Fin de la transition malienne : le RPM appelle les autorités au respect des engagements

Fin de la transition malienne

Selon le Rassemblement Pour le Mali(RPM), ce mardi 26 mars 2024 marque juridiquement la fin de la transition politique au Mali, instaurée à la suite de l’arrestation du Président démocratiquement elu, feu Ibrahim Boubacar Keita, et la démission de celui-ci de toutes ses responsabilités. C’était le 18 aout 2020.

Le RPM rappelle que ce coup d’état militaire a ouvert la voie à une transition politique dont la durée avait été initialement fixée à dix-huit mois. Et de noter que le non-respect de cette échéance << nous avait valu des sanctions économiques et financières de la CEDEAO et de l’UEMOA>>.

Le parti des tisserands poursuit qu’une deuxième phase avait été fixée à 24 mois pour compter du 25 mars 2022 par Décret N° 2022- 0335/PT RM du 06 juin 2022.

Toutefois, le parti rappelle que le 25 septembre 2023, le Gouvernement annonça sa décision d’organiser exclusivement l’élection présidentielle pour sortir de la Transition, avec un léger report pour des raisons techniques. <<Aujourd’hui, six mois après cette annonce et à la veille de l’échéance juridiquement actée, le RPM estime que les contraintes techniques précédemment évoquées par les autorités de la transition ont toutes été levées>>, avance-t-on.

Nonobstant la grande résilience dont le peuple malien a su faire preuve, le RPM estime que la transition politique a l’obligation de s’achever.
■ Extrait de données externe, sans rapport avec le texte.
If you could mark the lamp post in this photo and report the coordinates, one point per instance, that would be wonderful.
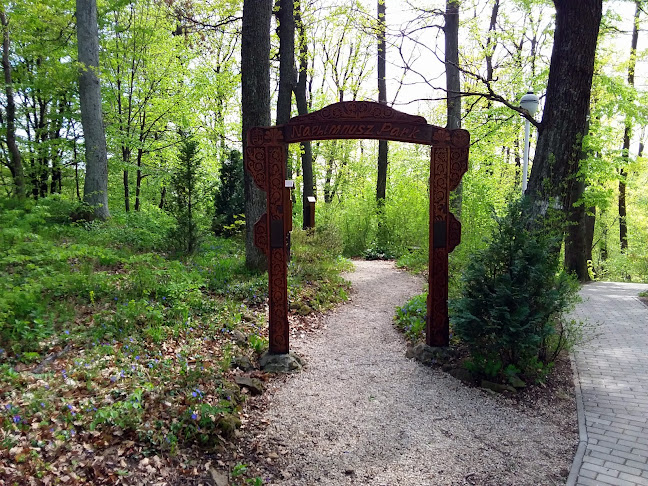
(528, 102)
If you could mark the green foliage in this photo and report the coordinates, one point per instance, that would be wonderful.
(314, 281)
(410, 318)
(229, 201)
(512, 298)
(187, 193)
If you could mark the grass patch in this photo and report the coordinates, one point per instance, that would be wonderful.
(112, 347)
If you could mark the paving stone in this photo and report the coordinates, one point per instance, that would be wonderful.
(613, 376)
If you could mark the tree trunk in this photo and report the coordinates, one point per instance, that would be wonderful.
(95, 188)
(564, 120)
(308, 189)
(126, 191)
(453, 81)
(286, 31)
(15, 160)
(381, 181)
(623, 224)
(255, 98)
(575, 240)
(590, 221)
(576, 230)
(162, 198)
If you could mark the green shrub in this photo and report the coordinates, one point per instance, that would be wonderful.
(229, 199)
(512, 297)
(410, 318)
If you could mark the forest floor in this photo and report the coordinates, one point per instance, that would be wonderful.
(362, 413)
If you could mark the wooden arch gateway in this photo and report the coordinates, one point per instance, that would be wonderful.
(265, 160)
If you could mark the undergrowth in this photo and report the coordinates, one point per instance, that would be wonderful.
(107, 338)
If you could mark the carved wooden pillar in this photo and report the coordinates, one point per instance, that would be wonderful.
(448, 163)
(266, 161)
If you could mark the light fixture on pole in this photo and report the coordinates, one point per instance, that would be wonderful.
(529, 102)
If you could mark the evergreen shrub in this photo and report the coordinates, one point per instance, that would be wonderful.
(513, 295)
(229, 199)
(187, 192)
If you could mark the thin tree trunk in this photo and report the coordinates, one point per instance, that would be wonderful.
(138, 179)
(15, 167)
(381, 181)
(590, 222)
(453, 81)
(162, 198)
(308, 189)
(95, 189)
(255, 97)
(627, 133)
(286, 31)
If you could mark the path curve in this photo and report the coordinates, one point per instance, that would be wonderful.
(363, 414)
(612, 377)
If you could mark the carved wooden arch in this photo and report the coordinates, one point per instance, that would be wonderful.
(265, 160)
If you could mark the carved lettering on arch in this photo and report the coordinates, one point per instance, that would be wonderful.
(265, 160)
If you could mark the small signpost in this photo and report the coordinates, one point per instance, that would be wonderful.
(265, 160)
(310, 212)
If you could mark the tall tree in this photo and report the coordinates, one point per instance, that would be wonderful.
(564, 120)
(381, 181)
(255, 97)
(627, 133)
(95, 188)
(286, 29)
(453, 81)
(302, 108)
(15, 159)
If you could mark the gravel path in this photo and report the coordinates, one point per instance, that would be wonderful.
(361, 413)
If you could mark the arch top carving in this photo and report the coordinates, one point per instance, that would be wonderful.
(265, 161)
(369, 120)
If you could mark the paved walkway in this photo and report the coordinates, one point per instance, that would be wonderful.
(612, 369)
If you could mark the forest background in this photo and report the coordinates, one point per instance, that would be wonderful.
(162, 265)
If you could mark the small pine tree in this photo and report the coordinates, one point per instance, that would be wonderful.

Et trouve que la situation socio-économique et financière du pays le commande aussi, la transition sera d’autant plus réussie qu’elle va s’achever par un processus politique transparent, participatif et inclusif

<<Le RPM, fidele aux principes de la République et aux valeurs démocratiques chèrement acquises depuis la révolution de mars 91, appelle les autorités de la transition au respect des engagements souverainement pris devant la communauté nationale et internationale>>, invite le parti.

Ainsi, le RPM en appelle à la responsabilité du Président de la Transition pour mettre en place de toute urgence un nouveau mécanisme transitionnel pour un retour à l’ordre constitutionnel dans un délai de six mois.